Brasília - Três dias após se entregar a policiais federais em um ponto de ônibus de Brasília, no fim de junho, o deputado federal Natan Donadon (RO) recebeu, no Complexo Penitenciário da Papuda, sua primeira visita no cárcere.
Uma comitiva de funcionários da Câmara tentava notificá-lo do início do processo de cassação de seu mandato.Já sem o terno, a gravata e o broche de metal dourado banhado a ouro que identifica os deputados --seu traje quando se entregou--, ele vestia camisa e bermudas brancas, padrão da penitenciária.
A exatos 17 km do gabinete de 36 m² com computadores, poltronas e TVs que ocupava na Câmara, Donadon ouviu as explicações da notificação por meio de uma pequena abertura que, na sala a que foi conduzido, permitia que se comunicasse com a visita.
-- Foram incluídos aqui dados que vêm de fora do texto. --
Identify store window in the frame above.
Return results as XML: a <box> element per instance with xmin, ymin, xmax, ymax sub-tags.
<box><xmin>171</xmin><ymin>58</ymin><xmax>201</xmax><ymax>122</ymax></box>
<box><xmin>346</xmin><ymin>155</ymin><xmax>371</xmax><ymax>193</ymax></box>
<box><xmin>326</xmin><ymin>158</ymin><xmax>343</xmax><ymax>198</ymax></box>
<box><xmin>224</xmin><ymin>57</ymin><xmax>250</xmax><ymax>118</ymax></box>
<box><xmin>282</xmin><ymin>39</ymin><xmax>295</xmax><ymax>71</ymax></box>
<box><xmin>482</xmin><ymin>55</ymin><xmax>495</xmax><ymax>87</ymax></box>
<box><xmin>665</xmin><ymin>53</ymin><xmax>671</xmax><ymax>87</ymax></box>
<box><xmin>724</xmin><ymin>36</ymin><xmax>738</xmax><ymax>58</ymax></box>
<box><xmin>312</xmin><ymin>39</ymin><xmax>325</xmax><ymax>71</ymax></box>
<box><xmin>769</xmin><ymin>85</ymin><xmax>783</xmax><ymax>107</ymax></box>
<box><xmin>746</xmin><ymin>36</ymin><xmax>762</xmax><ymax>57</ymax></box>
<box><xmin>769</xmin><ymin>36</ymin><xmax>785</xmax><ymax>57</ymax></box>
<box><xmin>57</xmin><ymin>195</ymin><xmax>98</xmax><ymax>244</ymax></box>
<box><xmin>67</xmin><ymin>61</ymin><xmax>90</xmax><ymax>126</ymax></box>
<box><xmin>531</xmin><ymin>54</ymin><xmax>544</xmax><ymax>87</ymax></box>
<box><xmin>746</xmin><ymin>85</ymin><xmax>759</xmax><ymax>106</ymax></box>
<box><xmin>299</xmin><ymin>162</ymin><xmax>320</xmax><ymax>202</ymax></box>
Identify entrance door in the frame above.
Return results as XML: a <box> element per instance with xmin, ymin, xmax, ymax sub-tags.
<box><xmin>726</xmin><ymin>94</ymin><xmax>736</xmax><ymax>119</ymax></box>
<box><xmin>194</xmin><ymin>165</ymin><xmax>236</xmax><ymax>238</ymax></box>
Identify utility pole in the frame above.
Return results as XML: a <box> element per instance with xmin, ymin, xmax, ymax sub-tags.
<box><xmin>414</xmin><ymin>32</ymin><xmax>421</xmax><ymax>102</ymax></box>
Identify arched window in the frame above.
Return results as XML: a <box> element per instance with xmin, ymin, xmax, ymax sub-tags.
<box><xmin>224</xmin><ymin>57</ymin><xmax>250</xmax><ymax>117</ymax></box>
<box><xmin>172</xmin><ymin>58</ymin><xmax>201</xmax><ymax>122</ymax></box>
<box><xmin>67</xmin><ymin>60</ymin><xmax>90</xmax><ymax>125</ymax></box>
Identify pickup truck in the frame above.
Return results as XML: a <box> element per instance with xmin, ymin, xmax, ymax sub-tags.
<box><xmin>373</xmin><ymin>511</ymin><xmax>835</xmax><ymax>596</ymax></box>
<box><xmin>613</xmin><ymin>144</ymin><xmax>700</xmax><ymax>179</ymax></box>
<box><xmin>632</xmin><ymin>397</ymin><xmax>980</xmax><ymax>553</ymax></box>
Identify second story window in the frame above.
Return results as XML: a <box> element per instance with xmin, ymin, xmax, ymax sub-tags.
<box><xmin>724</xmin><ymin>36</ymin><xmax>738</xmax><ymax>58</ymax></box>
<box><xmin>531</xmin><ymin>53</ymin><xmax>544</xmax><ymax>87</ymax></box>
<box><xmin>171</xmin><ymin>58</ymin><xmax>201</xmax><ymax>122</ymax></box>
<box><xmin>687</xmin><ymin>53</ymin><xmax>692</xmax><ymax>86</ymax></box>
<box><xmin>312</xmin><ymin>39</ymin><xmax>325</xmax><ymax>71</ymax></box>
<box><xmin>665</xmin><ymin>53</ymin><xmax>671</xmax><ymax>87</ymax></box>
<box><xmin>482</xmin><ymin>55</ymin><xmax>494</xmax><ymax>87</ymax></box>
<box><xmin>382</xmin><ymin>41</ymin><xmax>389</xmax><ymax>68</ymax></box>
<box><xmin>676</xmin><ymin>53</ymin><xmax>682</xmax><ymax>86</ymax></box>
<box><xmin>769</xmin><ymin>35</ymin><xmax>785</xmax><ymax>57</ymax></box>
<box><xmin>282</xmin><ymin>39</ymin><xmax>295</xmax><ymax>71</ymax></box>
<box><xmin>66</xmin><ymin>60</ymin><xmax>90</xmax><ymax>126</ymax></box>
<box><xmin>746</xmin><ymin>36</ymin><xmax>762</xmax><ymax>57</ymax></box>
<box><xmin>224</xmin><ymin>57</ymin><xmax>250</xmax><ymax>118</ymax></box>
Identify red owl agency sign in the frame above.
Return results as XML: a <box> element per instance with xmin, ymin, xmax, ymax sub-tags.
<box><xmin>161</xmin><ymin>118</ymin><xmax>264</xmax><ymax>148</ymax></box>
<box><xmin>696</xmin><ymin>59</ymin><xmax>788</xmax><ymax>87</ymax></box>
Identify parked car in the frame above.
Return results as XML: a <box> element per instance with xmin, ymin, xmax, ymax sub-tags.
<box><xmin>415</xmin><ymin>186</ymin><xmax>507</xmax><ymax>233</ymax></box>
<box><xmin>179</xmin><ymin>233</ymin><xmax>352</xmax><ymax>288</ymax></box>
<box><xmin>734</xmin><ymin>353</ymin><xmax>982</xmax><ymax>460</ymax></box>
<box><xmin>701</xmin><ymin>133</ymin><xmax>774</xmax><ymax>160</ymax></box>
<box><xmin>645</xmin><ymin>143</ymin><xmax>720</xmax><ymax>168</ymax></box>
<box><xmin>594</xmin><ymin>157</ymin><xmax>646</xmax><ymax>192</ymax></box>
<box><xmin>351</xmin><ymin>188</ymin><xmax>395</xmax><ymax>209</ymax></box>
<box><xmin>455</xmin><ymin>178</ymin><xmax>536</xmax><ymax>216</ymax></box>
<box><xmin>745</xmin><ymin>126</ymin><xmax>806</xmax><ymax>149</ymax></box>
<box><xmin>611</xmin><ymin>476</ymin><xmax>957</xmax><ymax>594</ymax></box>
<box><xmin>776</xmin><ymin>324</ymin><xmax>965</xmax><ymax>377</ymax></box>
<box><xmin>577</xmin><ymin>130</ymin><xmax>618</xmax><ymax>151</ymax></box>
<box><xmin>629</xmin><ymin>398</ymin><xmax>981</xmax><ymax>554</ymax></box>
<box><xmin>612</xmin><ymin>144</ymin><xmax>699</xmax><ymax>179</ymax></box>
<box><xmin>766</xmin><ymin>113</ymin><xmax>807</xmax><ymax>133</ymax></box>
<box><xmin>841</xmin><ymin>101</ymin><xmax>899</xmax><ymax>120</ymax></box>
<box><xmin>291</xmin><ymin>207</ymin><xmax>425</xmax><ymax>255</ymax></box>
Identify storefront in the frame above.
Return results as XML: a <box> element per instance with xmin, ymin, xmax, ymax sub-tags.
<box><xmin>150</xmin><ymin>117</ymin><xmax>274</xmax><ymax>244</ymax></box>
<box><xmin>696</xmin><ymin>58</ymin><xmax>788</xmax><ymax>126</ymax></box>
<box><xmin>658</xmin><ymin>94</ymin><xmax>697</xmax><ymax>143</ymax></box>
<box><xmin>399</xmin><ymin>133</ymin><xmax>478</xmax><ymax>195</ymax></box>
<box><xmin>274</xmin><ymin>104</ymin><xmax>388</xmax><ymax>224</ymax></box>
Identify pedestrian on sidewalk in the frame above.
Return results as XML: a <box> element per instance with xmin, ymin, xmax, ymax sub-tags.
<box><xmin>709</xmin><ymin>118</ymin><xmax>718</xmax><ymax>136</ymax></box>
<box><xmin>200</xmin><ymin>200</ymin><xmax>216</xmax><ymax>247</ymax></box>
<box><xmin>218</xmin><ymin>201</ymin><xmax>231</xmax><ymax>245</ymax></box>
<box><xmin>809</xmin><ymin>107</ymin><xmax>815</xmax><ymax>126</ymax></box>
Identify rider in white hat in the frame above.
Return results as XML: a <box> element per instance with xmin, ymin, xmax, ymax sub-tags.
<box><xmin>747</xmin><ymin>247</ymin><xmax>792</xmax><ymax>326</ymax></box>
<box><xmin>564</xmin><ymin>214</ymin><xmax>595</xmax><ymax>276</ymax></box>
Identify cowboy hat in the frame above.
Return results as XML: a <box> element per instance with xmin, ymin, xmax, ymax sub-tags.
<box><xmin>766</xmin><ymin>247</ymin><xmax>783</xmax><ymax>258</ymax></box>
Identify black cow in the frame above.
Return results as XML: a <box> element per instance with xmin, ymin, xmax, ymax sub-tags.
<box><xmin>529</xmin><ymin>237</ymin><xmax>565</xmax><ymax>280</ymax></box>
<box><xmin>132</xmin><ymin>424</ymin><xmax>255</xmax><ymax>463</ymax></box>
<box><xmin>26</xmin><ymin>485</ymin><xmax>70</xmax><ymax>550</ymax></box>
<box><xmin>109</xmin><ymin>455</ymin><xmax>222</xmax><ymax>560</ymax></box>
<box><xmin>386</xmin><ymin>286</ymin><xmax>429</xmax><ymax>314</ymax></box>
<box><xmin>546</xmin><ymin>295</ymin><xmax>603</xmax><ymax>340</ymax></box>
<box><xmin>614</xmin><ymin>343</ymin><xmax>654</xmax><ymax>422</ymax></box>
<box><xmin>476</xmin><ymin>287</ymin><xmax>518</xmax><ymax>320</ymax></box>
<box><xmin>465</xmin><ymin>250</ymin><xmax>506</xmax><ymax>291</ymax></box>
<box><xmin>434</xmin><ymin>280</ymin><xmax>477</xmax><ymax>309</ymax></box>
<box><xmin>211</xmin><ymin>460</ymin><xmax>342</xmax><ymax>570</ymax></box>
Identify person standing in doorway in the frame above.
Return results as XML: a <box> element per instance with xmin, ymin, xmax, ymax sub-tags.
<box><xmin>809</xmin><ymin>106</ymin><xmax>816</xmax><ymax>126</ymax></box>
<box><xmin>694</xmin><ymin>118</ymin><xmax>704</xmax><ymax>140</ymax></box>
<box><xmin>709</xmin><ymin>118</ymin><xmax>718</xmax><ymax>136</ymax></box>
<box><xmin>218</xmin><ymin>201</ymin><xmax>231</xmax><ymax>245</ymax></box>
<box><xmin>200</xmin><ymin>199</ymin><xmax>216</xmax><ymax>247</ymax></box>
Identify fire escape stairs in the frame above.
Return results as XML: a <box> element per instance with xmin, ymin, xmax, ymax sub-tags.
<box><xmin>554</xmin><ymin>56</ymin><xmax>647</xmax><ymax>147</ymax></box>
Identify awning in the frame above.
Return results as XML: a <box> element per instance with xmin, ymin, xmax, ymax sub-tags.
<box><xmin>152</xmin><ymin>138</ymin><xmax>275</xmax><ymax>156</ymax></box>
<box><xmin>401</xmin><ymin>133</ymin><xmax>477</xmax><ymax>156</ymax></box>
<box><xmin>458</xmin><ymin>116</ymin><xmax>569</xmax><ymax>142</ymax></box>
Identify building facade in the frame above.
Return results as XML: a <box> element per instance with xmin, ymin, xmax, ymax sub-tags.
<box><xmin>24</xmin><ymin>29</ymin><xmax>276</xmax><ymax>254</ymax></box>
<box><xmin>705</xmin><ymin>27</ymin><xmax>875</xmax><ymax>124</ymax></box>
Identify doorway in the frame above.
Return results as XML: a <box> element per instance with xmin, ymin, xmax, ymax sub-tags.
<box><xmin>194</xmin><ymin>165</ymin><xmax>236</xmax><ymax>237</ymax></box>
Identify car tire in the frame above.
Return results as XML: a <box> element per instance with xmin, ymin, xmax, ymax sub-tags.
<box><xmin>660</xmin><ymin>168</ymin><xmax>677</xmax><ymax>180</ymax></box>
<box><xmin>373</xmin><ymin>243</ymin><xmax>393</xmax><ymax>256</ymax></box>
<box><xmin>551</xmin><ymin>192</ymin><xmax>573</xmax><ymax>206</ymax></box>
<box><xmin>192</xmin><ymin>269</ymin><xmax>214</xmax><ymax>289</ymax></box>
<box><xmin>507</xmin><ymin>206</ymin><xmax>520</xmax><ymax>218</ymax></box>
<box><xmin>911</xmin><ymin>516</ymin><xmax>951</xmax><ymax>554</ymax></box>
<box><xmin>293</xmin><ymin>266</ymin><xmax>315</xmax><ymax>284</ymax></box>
Pouco depois, voltou à cela individual de 6 m² com cama, sanitário e chuveiro, na ala apelidada "Cascavel".
O setor abriga internos considerados perigosos, daí o apelido, ou que por algum motivo não podem se misturar. Um congressista preso seria certamente alvo de achaques e agressões, dizem familiares e advogados dele.
"O que aparentemente é uma regalia acaba sendo um castigo maior ainda. Como diz a música do Alceu Valença, 'a solidão é fera/a solidão devora'", diz Cleber Lopes, um dos advogados do empresário Carlos Cachoeira, que passou 266 dias numa cela individual da penitenciária.
A Papuda diz que a cela individual decorre do status de deputado. Status esse que está prestes a ser removido.
Bode expiatório
O paranaense Natan Donadon, 46, está em seu terceiro mandato como deputado federal, mas sempre pertenceu ao chamado "baixo clero".
A modesta carreira contrasta com o fato de, desde 28 de junho, ser o primeiro congressista-presidiário pós-ditadura militar. Condenado pelo Supremo Tribunal Federal a mais de 13 anos, ele deve ficar em regime fechado pelo menos até setembro de 2015.
Sua condenação se deu sob a acusação de ter desviado R$ 8,4 milhões da Assembleia de Rondônia por meio de contratos de publicidade fraudulentos. Seus advogados tentarão diminuir a pena em um processo de revisão criminal.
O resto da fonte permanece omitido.